Representatives from the Ohio EPA were still investigating the manure discharge on Tuesday while cleanup work continued.

Fulton County Emergency Services director Brett Kolb said he was notified of the incident about 9:30 p.m. Thursday by a call from the sheriff’s department.

Kolb said township resident Maurice Barden was inspecting crops in a field near County Road 12 when he discovered manure in the creek that flows through his property. He reported the manure to law enforcement officials.

According to the Ohio EPA report, Kolb called the agency at 10:08 p.m. to report the stream was “running black with manure” and said he would investigate further. Kolb later reported that it could be coming from a nearby dairy, but he said later that tracking the source in the dark would be difficult. The agency took the report and sent workers to the scene the next morning.

Kolb said the creek was temporarily dammed near County Road 10 to prevent the additional flow of manure. A pump is removing contaminated water from the stream and transporting it to a sealed container.

At that point, manure hauling equipment siphons the mixture out and applies it to fields. Kolb spoke with dairy owner Karel van de Kolk at the scene and learned that about one load an hour was being removed Tuesday.

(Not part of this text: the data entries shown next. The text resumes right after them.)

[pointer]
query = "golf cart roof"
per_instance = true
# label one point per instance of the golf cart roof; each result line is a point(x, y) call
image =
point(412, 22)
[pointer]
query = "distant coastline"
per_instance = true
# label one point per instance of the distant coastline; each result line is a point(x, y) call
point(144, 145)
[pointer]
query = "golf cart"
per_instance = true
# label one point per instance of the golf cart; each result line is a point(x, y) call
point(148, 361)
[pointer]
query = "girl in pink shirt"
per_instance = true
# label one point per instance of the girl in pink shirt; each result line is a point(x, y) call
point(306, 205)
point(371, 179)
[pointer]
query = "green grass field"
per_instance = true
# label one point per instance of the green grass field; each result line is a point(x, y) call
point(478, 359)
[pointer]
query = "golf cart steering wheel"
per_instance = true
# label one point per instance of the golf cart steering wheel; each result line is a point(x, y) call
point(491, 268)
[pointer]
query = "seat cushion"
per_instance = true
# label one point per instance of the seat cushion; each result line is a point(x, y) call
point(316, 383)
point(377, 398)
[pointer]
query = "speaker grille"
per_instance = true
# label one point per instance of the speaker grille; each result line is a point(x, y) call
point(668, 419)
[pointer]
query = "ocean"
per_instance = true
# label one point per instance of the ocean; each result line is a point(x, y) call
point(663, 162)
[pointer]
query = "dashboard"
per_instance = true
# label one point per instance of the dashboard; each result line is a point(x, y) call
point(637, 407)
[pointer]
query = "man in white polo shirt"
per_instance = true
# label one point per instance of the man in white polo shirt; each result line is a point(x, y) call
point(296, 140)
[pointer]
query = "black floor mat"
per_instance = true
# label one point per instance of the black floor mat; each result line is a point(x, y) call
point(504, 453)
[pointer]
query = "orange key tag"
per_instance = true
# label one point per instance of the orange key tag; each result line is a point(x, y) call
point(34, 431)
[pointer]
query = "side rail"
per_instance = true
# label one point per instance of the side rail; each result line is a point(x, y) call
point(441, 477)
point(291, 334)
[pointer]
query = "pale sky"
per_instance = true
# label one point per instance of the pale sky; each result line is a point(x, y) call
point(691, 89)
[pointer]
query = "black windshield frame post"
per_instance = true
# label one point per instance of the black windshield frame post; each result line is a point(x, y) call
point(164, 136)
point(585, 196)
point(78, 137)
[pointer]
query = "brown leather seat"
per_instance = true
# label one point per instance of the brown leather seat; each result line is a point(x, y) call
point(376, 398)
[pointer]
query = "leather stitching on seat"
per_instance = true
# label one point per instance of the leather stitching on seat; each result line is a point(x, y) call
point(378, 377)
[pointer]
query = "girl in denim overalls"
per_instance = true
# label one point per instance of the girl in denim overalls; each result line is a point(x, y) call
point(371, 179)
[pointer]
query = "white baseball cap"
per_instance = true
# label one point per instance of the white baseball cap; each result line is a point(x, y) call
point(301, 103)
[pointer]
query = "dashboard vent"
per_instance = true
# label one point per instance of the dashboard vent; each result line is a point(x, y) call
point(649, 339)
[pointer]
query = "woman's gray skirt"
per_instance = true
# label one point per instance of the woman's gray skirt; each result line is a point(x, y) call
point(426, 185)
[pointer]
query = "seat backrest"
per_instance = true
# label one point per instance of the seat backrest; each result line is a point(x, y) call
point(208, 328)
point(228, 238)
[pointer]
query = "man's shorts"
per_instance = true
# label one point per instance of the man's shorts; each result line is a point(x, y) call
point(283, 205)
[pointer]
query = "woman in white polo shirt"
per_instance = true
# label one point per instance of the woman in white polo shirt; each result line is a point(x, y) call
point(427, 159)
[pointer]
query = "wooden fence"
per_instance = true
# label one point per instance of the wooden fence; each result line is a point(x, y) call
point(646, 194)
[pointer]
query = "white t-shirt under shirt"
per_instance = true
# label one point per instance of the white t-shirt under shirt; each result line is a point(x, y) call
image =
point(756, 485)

The pump is capable of removing much higher quantities of water, Kolb said, but the rate of flow in the creek slows the process.

Kolb said he learned from van de Kolk that the arm of a pivot irrigation device became stuck in an open position and flooded the field with liquid manure. van de Kolk told him the manure was from the final lagoon in the farm’s treatment system, when it’s ready for field application.

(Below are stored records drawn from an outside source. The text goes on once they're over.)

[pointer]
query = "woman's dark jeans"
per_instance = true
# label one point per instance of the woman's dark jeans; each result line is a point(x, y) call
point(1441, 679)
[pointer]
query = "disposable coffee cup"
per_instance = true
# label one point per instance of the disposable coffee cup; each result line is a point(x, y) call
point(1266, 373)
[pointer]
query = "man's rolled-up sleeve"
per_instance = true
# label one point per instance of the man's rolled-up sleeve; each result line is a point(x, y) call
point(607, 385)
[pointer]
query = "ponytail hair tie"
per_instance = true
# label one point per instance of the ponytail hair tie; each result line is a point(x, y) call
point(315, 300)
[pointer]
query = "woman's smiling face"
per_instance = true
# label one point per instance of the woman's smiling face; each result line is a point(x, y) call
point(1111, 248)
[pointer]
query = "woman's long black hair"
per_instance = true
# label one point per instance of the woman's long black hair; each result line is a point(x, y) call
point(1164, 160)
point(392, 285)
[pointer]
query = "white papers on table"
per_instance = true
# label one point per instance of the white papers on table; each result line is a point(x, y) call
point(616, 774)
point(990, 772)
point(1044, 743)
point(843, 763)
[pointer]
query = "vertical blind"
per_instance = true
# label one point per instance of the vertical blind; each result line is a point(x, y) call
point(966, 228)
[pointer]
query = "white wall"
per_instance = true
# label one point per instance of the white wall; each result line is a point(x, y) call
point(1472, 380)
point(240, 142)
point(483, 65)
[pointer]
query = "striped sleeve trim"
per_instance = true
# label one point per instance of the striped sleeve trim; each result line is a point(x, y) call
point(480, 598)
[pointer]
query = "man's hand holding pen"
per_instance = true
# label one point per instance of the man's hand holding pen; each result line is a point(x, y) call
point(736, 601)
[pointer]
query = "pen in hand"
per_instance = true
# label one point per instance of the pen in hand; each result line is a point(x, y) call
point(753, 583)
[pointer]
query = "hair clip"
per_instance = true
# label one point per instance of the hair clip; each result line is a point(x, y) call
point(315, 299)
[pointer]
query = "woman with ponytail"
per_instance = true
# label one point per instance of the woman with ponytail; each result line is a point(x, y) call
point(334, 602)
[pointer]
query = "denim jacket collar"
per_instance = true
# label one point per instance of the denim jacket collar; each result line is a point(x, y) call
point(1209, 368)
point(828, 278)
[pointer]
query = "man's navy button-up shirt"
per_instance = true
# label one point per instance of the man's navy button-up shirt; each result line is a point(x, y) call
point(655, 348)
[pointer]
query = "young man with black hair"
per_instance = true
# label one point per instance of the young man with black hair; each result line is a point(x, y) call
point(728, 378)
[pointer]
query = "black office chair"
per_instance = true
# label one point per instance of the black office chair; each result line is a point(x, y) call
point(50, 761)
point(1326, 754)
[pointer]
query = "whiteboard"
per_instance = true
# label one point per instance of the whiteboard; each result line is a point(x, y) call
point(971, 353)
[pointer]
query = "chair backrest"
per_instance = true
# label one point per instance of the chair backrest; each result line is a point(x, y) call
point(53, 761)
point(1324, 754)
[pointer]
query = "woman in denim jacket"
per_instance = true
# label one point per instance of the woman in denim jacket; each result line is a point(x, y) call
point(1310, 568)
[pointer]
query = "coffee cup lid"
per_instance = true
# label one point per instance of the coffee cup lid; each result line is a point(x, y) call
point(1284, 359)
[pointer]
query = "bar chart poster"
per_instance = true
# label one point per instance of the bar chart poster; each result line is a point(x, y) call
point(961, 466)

Dina Pierce, media specialist with the Ohio EPA, said the investigation continues.

“We’re asking a lot of questions, so the details may change as we get a clearer picture of what happened,” she said.

The agency wants to know if the irrigation equipment was unattended.

The manure initially traveled through a field tile before reaching the creek. The tile was plugged to stop the flow of manure and efforts Tuesday also focused on cleaning out the tile without adding additional manure to the creek.

Fish kill

The Ohio DNR was also called to the scene after dead fish were found floating downstream.

The agency’s district law supervisor Ron Kurfis said workers are continuing to tabulate the damage to wildlife.

Kurfis didn’t yet have results from a species listing, but heard that chain pickerel, small mouth bass and carp were among the fish killed. Many were in the eight- to 12-inch range and he suspected larger carp were involved.

Kurfis explained that a value is assigned to wildlife to determine a financial penalty.

“Each fish, each minnow, each animal has a value,” he said. “We tabulate the number of animals killed, each species by length. That’s how we come up with a value.”

If necessary, a civil complaint for restitution will be filed, Kurfis said, but cases generally advance to civil action. In most cases, he said, payment is voluntarily made.

The large volume of manure in the water displaces the oxygen needed by aquatic life, Kurfis said, and leads to what could be likened to suffocation.

He said the dissolved oxygen level in one portion of the creek was measured between one and two parts per million and ammonia at 10 parts per million.

“Under those conditions, the fish cannot get enough oxygen to survive,” Kurfis said.